Job Market Stream

A real-time data science job market analytics pipeline
Scraping → Streaming → Analytics → Interactive Dashboard

Overview

Job Market Stream is a fully automated, end-to-end data pipeline that continuously tracks the data science and analytics internship job market. It treats job postings as a live data stream, enabling real-time insights into hiring trends, skill demands, and geographic distributions.

What You Can Explore

Metric	Description
Daily Trends	180-day rolling view of job posting volume
Job Functions	Distribution across Data Science, Analytics, Engineering roles
Work Modes	Remote vs. Hybrid vs. On-site breakdown
Geographic Map	Interactive clustered map of job locations
Beeswarm Plot	Visual exploration by function, company, skills, time
Top Skills	Most in-demand technical skills extracted from descriptions
24-Hour Activity	Hourly posting patterns and real-time pulse
Skills Network	Co-occurrence relationships between skills
Job Function Segmentation	14 distinct job archetypes identified via NLP clustering

NLP Analytics & Job Function Segmentation

Advanced Job Market Analysis

Beyond real-time dashboards, this project includes deep NLP analysis to uncover hidden job market structures using transformer-based embeddings and unsupervised clustering.

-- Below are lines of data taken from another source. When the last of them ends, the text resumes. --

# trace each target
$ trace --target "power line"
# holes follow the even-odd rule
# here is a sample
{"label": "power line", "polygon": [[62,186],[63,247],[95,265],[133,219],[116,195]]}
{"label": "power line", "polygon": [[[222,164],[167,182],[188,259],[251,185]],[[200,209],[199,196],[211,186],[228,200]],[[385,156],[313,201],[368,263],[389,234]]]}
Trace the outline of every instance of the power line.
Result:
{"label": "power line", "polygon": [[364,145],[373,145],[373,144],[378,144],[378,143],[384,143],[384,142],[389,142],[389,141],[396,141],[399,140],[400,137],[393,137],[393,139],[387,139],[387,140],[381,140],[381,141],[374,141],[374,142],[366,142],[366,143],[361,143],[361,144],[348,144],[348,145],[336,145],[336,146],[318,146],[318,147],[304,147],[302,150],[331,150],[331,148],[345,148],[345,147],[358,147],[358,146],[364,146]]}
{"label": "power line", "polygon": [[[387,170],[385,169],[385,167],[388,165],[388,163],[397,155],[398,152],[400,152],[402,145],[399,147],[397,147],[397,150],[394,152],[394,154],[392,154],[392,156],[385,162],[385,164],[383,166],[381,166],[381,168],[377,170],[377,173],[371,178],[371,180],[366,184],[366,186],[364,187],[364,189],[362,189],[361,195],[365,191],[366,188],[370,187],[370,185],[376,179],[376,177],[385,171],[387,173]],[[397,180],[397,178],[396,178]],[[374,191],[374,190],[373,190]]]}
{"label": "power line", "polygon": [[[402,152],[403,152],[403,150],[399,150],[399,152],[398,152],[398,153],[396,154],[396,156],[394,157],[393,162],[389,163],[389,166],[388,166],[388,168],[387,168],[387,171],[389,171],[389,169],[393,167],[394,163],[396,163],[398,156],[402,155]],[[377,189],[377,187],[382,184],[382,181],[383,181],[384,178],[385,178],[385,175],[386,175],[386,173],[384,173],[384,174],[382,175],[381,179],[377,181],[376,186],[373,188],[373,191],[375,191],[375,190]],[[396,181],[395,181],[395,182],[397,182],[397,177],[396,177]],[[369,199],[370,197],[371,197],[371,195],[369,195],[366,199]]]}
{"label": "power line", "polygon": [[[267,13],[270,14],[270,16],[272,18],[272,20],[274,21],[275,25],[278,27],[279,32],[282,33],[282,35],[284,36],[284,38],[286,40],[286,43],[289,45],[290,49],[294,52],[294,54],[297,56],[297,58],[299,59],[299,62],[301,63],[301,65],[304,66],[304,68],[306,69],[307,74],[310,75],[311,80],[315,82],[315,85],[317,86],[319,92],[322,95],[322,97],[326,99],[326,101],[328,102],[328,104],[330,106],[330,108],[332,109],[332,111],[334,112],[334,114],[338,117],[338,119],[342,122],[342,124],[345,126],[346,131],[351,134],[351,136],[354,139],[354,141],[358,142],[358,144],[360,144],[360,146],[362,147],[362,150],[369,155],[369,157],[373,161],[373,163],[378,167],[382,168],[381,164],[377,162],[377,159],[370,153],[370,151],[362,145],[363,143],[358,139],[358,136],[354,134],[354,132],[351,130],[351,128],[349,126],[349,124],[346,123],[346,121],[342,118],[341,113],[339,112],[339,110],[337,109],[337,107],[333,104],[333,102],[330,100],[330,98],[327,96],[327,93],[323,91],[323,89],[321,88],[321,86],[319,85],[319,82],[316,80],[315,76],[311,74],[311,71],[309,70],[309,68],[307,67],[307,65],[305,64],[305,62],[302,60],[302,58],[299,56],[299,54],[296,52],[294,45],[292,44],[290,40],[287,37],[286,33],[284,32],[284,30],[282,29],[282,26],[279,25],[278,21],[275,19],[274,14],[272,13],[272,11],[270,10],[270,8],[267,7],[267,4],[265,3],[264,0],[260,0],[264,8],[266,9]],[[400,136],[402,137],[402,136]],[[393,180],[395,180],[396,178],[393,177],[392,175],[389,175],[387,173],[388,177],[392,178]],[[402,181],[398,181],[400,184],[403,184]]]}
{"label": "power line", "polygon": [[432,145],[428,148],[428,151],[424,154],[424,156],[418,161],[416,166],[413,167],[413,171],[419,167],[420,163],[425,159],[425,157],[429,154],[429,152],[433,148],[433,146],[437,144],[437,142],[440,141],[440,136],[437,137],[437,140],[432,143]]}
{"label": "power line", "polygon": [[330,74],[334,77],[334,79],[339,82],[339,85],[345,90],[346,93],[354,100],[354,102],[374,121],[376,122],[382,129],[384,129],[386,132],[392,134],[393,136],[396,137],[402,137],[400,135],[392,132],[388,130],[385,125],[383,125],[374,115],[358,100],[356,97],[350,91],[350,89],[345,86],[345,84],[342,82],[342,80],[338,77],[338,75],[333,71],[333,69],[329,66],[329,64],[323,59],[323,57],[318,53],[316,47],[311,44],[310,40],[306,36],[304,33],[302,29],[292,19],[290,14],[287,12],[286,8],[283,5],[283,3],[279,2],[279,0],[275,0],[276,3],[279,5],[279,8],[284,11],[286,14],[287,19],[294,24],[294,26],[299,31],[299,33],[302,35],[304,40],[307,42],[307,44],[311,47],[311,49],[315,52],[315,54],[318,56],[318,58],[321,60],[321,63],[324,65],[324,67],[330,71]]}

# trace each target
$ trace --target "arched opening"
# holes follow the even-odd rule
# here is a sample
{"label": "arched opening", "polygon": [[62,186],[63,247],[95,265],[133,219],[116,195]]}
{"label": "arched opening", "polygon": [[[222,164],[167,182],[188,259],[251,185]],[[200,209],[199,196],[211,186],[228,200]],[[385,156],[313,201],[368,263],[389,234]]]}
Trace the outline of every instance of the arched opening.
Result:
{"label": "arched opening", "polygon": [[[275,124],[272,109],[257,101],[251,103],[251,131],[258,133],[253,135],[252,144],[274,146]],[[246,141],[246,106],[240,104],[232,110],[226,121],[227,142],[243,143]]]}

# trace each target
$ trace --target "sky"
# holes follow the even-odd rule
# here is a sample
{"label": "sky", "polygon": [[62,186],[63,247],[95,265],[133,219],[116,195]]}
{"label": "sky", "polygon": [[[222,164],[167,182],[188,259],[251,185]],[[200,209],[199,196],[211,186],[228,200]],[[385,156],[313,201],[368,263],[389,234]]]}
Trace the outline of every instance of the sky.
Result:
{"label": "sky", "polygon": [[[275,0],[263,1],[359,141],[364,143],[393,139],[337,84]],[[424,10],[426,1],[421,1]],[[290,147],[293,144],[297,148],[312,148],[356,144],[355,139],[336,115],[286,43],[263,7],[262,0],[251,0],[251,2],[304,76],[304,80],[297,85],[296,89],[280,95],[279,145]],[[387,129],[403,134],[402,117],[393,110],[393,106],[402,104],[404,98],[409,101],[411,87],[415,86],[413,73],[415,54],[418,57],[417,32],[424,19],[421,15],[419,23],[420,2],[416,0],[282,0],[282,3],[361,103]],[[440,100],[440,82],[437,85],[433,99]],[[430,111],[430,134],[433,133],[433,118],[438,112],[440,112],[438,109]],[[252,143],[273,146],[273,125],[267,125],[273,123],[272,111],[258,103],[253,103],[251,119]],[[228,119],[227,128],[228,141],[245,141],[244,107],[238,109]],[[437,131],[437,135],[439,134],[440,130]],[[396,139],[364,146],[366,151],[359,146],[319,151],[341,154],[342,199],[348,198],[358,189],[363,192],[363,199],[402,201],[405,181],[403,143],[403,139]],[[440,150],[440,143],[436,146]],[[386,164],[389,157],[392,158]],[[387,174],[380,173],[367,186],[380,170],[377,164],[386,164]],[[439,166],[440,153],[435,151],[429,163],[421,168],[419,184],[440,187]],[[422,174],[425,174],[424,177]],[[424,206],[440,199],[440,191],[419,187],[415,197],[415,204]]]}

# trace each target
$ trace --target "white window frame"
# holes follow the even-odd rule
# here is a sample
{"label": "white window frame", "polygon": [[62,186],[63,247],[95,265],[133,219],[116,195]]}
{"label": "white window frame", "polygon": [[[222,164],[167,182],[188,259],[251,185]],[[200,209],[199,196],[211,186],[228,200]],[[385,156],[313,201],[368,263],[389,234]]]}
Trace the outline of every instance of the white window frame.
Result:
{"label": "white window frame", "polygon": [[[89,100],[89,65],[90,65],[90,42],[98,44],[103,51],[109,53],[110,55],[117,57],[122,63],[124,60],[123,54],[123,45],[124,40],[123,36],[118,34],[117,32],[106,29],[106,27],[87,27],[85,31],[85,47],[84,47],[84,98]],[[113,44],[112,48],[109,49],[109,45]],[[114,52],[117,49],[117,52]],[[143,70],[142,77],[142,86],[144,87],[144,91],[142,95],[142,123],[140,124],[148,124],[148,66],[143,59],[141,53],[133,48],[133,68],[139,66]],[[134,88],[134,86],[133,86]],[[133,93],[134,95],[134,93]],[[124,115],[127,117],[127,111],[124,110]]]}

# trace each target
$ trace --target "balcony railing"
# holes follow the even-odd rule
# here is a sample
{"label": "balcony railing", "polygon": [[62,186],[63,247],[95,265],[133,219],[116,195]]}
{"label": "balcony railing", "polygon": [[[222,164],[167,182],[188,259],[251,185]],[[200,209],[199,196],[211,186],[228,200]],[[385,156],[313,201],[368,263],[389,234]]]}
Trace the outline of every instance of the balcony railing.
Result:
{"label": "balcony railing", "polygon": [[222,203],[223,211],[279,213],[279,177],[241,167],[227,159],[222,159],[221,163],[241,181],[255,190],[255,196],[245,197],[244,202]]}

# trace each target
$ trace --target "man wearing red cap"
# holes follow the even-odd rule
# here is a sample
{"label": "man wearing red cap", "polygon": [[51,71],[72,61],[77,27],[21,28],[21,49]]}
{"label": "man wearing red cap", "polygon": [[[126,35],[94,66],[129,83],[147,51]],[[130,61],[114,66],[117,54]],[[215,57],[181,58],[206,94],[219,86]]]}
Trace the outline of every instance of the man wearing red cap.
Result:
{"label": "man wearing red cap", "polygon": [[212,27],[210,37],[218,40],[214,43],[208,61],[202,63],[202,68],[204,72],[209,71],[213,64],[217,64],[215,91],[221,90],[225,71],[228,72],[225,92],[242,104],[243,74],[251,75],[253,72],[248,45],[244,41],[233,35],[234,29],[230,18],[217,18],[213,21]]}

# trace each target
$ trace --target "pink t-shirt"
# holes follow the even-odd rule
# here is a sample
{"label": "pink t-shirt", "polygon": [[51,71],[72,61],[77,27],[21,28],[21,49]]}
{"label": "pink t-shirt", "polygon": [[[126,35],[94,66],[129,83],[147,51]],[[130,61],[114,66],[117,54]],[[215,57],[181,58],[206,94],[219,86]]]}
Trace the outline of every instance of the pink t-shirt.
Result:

Analysis Notebook: NLP_Analytics/data_science_microprofessions.ipynb

Key Findings: 14 Job Function Segments Identified

Analyzed 5,001 job postings (Dec 2025 - Jan 2026) using K-Means clustering (k=14, silhouette score: 0.316) on sentence embeddings:

Macro Category	Clusters	% of Market	Key Roles
Analytics	0,5,9,13	31.8%	Business Data Analyst, Analytics Engineer, Influencer Marketing
Entry-Level/Internship	4,12	27.7%	Junior Data Analyst, Entry-Level ML Intern
Specialized Domain	3,8,10	15.1%	Enterprise Data Science (IBM), BI Analyst, Sports Analytics
ML/AI Engineering	1,2,11	12.7%	AI/ML Model Dev, Product ML Engineer, ML Infrastructure
Data Engineering	7	9.8%	Data Pipeline Engineering, ETL Programs
Creative/Product	6	2.9%	Creative/Media Data Analytics

Cluster Visualizations

1. Cluster Size Distribution by Category

Horizontal bar chart showing job posting volume across 14 clusters, color-coded by macro category. Entry-level roles (Cluster 4: 893 jobs, Cluster 13: 791 jobs) dominate the market.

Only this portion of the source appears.